Lei Chun-liang, Huang Cheng-hui, Yang Zhan, Tang Xiao-ping
The Eighth Hospital of Guangzhou City, Guangzhou 510060, China.
Zhonghua Shi Yan He Lin Chuang Bing Du Xue Za Zhi. 2007 Jun;21(2):108-10.
To explore whether hepatitis B virus (HBV) S gene-modified dendritic cells (DCs) might induce a specific cytotoxic T lymphocyte (CTL) response.
The recombinant adenoviruses carrying HBsAg genes were prepared and used to transfect DCs generated from cord blood. The efficacy of transfection was observed through the expression of enhanced green fluorescent protein (EGFP) in DCs and the expression of HBsAg was detected by ELISA. HBV S gene-modified DCs were co-cultured with T cells from cord blood and T cells stimulating activities were detected using mixed lymphocyte reaction (MLR). The CTL assay was carried out to assess the ability of CTL lines to lyse target cells of HepG(2)22.1.5 by measuring lactate dehydrogenase (LDH) release.

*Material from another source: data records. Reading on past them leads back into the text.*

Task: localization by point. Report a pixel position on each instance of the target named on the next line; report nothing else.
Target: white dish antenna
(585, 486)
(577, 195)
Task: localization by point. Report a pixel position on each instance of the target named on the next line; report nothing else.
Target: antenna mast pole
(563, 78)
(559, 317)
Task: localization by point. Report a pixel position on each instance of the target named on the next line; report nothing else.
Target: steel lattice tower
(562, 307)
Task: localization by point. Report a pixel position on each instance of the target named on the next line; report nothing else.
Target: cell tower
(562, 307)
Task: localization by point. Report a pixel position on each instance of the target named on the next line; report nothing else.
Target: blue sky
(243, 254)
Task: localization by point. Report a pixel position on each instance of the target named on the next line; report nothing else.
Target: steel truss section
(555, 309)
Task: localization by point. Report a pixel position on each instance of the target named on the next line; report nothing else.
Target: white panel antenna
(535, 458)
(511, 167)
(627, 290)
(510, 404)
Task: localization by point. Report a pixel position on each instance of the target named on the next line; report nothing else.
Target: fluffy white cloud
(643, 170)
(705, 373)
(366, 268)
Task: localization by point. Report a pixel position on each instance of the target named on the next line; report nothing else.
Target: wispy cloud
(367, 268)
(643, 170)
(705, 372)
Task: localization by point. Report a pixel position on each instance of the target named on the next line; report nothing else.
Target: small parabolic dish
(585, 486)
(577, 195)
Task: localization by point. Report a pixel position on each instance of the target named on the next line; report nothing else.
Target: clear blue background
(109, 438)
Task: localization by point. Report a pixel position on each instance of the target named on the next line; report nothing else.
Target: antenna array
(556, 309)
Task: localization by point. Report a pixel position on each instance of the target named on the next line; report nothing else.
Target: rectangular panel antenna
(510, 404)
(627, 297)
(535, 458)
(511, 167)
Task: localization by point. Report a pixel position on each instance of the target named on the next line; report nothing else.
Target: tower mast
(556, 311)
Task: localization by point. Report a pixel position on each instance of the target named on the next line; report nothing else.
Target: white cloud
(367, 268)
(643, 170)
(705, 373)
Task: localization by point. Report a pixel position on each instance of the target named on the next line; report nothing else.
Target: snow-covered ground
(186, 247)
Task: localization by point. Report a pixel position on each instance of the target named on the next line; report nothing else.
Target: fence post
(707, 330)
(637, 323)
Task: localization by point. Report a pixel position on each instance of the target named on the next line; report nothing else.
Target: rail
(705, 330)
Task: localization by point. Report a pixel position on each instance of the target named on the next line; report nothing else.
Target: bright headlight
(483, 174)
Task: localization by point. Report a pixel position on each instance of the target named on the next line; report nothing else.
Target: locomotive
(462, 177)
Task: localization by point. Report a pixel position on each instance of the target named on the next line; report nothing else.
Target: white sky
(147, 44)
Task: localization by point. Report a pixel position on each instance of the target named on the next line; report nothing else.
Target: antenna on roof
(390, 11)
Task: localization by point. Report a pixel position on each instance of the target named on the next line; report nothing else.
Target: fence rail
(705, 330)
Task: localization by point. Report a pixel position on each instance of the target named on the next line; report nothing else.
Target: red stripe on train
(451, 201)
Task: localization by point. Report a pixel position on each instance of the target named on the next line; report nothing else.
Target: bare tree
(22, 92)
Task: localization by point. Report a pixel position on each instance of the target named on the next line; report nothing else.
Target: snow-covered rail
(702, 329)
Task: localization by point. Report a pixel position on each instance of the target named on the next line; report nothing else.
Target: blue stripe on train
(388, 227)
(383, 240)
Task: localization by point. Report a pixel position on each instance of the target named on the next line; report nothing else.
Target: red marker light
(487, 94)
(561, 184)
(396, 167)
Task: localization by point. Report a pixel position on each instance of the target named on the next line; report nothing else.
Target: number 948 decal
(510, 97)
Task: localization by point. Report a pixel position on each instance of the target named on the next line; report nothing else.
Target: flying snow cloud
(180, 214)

The results showed that HBV S genes were expressed in DCs with high efficacy by recombinant adenoviral vector. DCs had a normal shape after transfection. The result of MLR showed that HBV S gene-modified DCs could effectively stimulate naive T cells to proliferate. The induced specific CTL lines could lyse target cells of HepG(2)22.1.5.
HBV S gene-modified DCs enhanced the function to induce a specific CTL effect, showing its promise for developing anti-viral vaccine in future.
探讨乙型肝炎病毒(HBV)S基因修饰的树突状细胞(DCs)是否能诱导特异性细胞毒性T淋巴细胞(CTL)反应。
制备携带HBsAg基因的重组腺病毒,用于转染脐血来源的DCs。通过DCs中增强绿色荧光蛋白(EGFP)的表达观察转染效率,采用酶联免疫吸附测定(ELISA)检测HBsAg的表达。将HBV S基因修饰的DCs与脐血T细胞共培养,采用混合淋巴细胞反应(MLR)检测T细胞刺激活性。通过检测乳酸脱氢酶(LDH)释放,进行CTL检测以评估CTL系裂解HepG(2)22.1.5靶细胞的能力。
结果显示重组腺病毒载体能使HBV S基因在DCs中高效表达。转染后DCs形态正常。MLR结果表明,HBV S基因修饰的DCs能有效刺激初始T细胞增殖。诱导产生的特异性CTL系能裂解HepG(2)22.1.5靶细胞。
HBV S基因修饰的DCs增强了诱导特异性CTL效应的功能,显示出其在未来开发抗病毒疫苗方面的前景。